Main Research Topics
Our main research interest is to detect correlations between a zoonotic pathogen’s genome sequence and its ability to colonize a host and replicate in it and to characterize these at the organismic, cellular and molecular levels. Here, we mainly focus on two organisms, Escherichia coli and Coxiella burnetii, which utilize different patterns/strategies to establish genome dynamics.
With about 2,000 gene families in its core genome and close to 90,000 in its still quite open pan genome, E. coli exhibits remarkable genomic and phenotypic variation. This genetic plasticity is mainly driven by widespread horizontal gene transfer and strongly contributes to defining the many pathovars that have been described so far. One important pathovar is Shiga toxin producing E. coli (STEC), which can cause outbreaks of bloody diarrhea and hemolytic uremic syndrome (HUS) in humans. Human pathogenic STEC are also referred to as enterohemorrhagic E. coli (EHEC). Cattle and other ruminants serve as natural reservoir hosts of STEC strains. We recently showed that this may also hold for an EHEC/enteroaggregative hybrid strain of serotype O104:H4, the cause of an unprecedented large HUS outbreak which struck Germany in 2011. Understanding the factors crucial for STEC survival and colonization in ruminants will aid in designing new intervention strategies to prevent human disease. A longitudinal study investigating the shedding of STEC from cattle revealed that some strains persisted for longer periods of time, while others were detected only sporadically. Persisting strains can serve as gene reservoirs that supply other E. coli strains with virulence factors, thereby generating new outbreak strains. By analyzing representative genes of the respective core and accessory genomes, we try to define the underlying genetic patterns that distinguish these persistent from sporadically colonizing STEC isolates.
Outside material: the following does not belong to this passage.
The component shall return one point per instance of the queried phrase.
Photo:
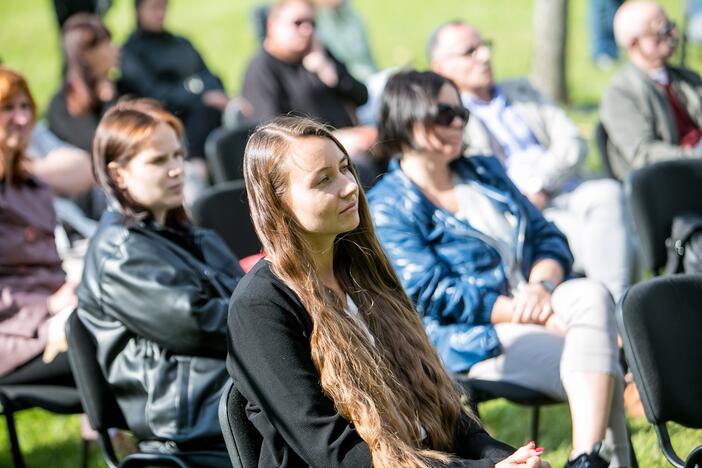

Coxiella burnetii, an obligate intracellular pathogen, is the causative agent of the zoonotic disease Q fever, which either presents as an acute, usually self-limiting flu-like disease or, more rarely, as a chronic endocarditis or vascular illness. Genome evolution within the genus involves genome rearrangement, differential formation of pseudogenes and insertion element expansion and there are correlations between pathotype and genome content. Our research interest is to identify factors, either pathogen- or host cell-encoded, that contribute to host cell specificity and disease etiopathology.
These research topics are addressed experimentally using methods from Next Generation Sequencing, Molecular Biology, Genetics and Genome Engineering, Microbiology, Cell Biology and Immunology.